[RFC PATCH v2] Utilize the PCI API in the TTM framework.

Tue Jan 11 08:59:54 PST 2011

> >> Another thing that I was thinking of is what happens if you have a
> >> huge gart and allocate a lot of coherent memory. Could that
> >> potentially exhaust IOMMU resources?
> >
> > <scratches his head>
> >
> > So the GART is in the PCI space in one of the BARs of the device right?
> > (We are talking about the discrete card GART, not the poor man AMD IOMMU?)
> > The PCI space is under the 4GB, so it would be considered coherent by
> > definition.
> 
> GART is not a PCI BAR; it's just a remapper for system pages.  On
> radeon GPUs at least there is a memory controller with 3 programmable
> apertures: vram, internal gart, and agp gart.  You can map these

To access it, ie, to program it, you would need to access the PCIe card
MMIO regions, right? So that would be considered in PCI BAR space?
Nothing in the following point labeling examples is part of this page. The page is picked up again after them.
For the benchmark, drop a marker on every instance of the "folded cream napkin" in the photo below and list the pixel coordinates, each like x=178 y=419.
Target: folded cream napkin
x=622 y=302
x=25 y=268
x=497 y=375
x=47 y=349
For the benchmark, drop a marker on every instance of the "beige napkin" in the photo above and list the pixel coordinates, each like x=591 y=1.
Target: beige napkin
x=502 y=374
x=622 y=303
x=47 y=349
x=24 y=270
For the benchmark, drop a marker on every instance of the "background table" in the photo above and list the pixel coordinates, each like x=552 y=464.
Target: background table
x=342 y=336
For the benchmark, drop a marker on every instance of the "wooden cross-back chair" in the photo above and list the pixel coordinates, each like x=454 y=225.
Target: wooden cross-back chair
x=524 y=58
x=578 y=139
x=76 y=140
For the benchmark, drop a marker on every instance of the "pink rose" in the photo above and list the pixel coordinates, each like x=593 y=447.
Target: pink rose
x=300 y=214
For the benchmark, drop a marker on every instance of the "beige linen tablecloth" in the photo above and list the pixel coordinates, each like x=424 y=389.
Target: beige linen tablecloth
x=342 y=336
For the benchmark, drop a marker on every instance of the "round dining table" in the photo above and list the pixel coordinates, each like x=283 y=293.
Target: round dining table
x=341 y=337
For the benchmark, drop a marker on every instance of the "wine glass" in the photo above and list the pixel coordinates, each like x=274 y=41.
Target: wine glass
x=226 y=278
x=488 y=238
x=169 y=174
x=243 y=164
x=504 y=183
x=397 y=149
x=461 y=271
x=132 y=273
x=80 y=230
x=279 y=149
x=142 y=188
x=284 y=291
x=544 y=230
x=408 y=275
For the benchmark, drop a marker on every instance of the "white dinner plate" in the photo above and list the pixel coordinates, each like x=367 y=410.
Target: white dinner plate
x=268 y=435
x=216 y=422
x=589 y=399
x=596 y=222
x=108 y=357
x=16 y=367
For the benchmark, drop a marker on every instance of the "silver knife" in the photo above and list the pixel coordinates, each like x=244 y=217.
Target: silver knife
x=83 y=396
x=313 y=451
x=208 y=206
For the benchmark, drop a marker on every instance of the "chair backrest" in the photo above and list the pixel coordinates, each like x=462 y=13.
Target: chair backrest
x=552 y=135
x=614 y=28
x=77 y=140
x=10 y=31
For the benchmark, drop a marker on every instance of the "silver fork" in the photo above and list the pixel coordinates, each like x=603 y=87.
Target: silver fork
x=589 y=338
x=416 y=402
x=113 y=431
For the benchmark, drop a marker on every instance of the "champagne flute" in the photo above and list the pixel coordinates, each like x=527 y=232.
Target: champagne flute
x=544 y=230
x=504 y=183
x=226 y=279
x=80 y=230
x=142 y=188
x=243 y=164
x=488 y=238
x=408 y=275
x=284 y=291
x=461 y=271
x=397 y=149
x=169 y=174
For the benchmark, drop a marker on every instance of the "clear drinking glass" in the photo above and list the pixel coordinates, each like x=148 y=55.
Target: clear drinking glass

> resources whereever you want in the GPU's address space and then the
> memory controller takes care of the translation to off-board resources
> like gart pages.  On chip memory clients (display controllers, texture
> blocks, render blocks, etc.) write to internal GPU addresses.  The GPU
> has it's own direct connection to vram, so that's not an issue.  For
> AGP, the GPU specifies aperture base and size, and you point it to the
> bus address of gart aperture provided by the northbridge's AGP
> controller.  For internal gart, the GPU has a page table stored in

I think we are just talking about the GART on the GPU, not the old AGP
GART.

> either vram or uncached system memory depending on the asic.  It
> provides a contiguous linear aperture to GPU clients and the memory
> controller translates the transactions to the backing pages via the
> pagetable.

So I think I misunderstood what is meant by 'huge gart'. That sounds
like linear address space provided by GPU. And hooking up a lot of coherent
memory (so System RAM) to that linear address space would be no different that what
is currently being done. When you allocate memory using page_alloc(GFP_DMA32)
and hook up that memory to the linear space you exhaust the same amount of
ZONE_DMA32 memory as if you were to use the PCI API. It comes from the same
pool, except that doing it from the PCI API gets you the bus address right
away.